Haydar Ergülen'de Sabit Fikir'deki Yüzlerce adlı köşesinde Edip Cansever'i ağırlamış ve usta şairin sonsuz şiirini yazmıştı.
Ben Ruhi Bey Nasılım, Mendilimde Kan Sesleri, Masa da Ne Masaymış Ha şiirleri çok sevilen usta şair, Bodrum'da tatildeyken beyin kanaması geçirmiş, tedavi için getirildiği İstanbul'da 28 Mayıs 1986’da yaşamını yitirmişti.

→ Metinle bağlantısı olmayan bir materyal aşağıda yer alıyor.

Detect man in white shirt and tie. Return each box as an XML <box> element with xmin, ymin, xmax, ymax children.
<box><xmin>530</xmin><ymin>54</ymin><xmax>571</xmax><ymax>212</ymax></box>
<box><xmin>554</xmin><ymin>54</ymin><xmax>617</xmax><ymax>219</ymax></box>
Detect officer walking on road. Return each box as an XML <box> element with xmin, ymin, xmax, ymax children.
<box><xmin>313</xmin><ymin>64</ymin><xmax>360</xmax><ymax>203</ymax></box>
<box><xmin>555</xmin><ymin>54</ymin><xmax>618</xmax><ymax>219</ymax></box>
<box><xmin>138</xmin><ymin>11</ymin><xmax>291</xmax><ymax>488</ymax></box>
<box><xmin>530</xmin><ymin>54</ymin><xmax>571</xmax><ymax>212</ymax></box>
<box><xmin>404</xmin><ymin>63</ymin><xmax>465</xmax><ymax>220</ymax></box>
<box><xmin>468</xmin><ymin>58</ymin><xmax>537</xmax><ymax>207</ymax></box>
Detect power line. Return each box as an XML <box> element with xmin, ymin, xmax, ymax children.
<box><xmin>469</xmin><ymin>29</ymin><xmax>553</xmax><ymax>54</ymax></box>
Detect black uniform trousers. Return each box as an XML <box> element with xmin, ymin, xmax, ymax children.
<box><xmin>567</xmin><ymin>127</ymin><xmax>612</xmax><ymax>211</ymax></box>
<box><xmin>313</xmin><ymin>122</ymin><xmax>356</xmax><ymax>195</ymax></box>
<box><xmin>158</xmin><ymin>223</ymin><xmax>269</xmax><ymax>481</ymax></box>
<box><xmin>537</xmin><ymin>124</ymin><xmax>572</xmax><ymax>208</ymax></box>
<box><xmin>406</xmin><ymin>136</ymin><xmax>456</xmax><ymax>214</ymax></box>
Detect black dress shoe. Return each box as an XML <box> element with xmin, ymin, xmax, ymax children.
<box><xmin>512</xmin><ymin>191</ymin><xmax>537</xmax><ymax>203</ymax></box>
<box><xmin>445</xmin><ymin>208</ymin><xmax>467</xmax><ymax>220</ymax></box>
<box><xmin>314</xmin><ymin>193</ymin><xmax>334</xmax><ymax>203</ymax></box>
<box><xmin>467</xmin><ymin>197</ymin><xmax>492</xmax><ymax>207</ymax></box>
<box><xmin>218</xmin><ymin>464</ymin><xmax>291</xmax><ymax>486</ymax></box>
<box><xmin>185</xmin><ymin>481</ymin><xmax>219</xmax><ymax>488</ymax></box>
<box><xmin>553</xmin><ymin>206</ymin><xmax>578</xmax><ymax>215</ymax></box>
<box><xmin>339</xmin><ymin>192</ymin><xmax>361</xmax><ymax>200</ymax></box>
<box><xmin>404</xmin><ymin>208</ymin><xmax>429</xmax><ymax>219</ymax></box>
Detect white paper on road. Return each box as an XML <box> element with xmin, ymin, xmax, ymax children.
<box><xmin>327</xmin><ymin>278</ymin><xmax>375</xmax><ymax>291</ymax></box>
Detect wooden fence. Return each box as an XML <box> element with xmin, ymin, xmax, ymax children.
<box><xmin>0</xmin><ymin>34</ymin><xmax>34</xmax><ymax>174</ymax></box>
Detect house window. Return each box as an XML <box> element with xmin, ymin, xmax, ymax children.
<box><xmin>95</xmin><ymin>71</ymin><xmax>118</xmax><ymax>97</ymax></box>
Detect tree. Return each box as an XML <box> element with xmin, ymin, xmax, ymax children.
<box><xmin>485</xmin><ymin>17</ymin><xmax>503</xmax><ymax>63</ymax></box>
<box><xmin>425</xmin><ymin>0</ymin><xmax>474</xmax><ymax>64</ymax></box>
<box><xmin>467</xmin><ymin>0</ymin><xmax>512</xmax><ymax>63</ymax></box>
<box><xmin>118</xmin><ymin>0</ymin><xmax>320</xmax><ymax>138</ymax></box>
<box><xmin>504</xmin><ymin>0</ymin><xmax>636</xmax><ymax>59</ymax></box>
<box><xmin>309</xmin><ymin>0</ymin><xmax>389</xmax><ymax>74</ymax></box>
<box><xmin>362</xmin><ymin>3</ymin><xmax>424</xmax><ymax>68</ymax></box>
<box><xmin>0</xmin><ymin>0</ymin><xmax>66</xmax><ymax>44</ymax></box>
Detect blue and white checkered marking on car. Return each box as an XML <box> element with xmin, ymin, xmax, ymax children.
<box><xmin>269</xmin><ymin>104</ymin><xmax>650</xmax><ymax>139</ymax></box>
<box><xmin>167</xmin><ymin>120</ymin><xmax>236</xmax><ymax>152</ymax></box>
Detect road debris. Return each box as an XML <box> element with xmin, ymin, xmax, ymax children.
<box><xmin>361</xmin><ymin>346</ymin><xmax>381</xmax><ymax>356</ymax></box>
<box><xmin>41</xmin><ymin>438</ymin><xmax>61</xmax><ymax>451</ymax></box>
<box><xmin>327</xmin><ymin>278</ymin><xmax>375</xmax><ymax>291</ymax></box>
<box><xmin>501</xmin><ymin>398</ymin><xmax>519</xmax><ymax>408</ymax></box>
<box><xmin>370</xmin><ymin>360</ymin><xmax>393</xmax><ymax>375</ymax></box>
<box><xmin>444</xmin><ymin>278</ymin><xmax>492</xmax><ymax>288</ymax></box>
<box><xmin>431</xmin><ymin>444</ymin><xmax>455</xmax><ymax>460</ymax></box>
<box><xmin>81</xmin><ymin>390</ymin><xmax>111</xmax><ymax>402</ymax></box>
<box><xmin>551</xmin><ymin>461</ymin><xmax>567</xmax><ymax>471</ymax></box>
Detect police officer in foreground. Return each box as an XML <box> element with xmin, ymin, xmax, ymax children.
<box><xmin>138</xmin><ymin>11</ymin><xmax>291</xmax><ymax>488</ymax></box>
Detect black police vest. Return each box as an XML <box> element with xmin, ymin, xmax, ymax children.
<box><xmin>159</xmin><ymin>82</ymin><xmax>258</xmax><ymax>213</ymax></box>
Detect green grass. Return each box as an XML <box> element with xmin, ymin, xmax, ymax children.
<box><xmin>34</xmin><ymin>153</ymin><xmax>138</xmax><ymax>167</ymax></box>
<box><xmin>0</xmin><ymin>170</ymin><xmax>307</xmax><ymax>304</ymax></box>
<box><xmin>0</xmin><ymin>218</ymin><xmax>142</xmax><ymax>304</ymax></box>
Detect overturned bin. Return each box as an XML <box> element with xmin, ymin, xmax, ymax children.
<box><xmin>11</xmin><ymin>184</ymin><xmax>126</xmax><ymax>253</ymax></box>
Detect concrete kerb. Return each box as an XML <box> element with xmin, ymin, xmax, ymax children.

İkinci Yeni akımı öncülerinden Cemal Süreya, Cansever'in ölümü üzerine şu satırları yazmıştı:
Yeşil ipek gömleğinin yakası
Büyük zamana düşer.
Herşeyin fazlası zararlıdır ya,
Fazla şiirden öldü Edip Cansever.
Bir de Edip Cansever'e Mektuplar adlı bir paylaşım ağı başlatılmış. Buraya tıklayarak inceleyebilir ve mektup yazabilirsiniz.
Sona Kalsa
Usul usul konuşuyorlar aralarında
Denize bakıyorlar bazen - çatalını gezdiriyor biri tabağında -
Gölgesi bir kuş ölüsü
Karşıda yeni budanmış ağacın
- Olsa, başlangıçlar sona kalsa -
Kolyesiyle oynuyor kadın - tabağımda soyulmuş elma -
Saatime bakıyorum sık sık
Kapıyı gözlüyorum arada
Biraz soğum mu geliyor ne - kapatır mısın -
Sinirli bir kırmızılık suya batıyor
Düşünüyorum, ansızın bir dost yüzü
Görmemiştim de yıllarca.
Gelse
Değişmiş çok, yaşlanmış da
Sigaramı yakıyor durmadan
İstemem diyemiyorum - ama yakmasa -
Konuşuyoruz -konuşuyor muyuz -
Yazmayı bırakmış çoktan
Gerçi bir roman taslağı varmış kafasında
"Bir elimde elma elmada bir el"
Diyorum
Hayretle bakıyor yüzüme
Bir bardak bira içiyor, çekip gidiyor az sonra.
Kadranı kırmızı saat
Plasterle tutturulmuş kırık cam
Şurda burda plastik çiçekler
Evet, aralık kapıdan soğuk geliyor
Tam kalbimin üzerine bu akşam.
Ölüm
Sen en güzelsin bu saatlerde
Büyütmüş yetiştirmişsin beni
Söyler miyim hiç sana hayran olmasam.
Bugün de ince, bugün dekırıldı kırılacak
Bugün de
Tam nerede kalmışsam.
* Edip Cansever'in Ne gelir elimizden insan olmaktan başka adlı şiirinden.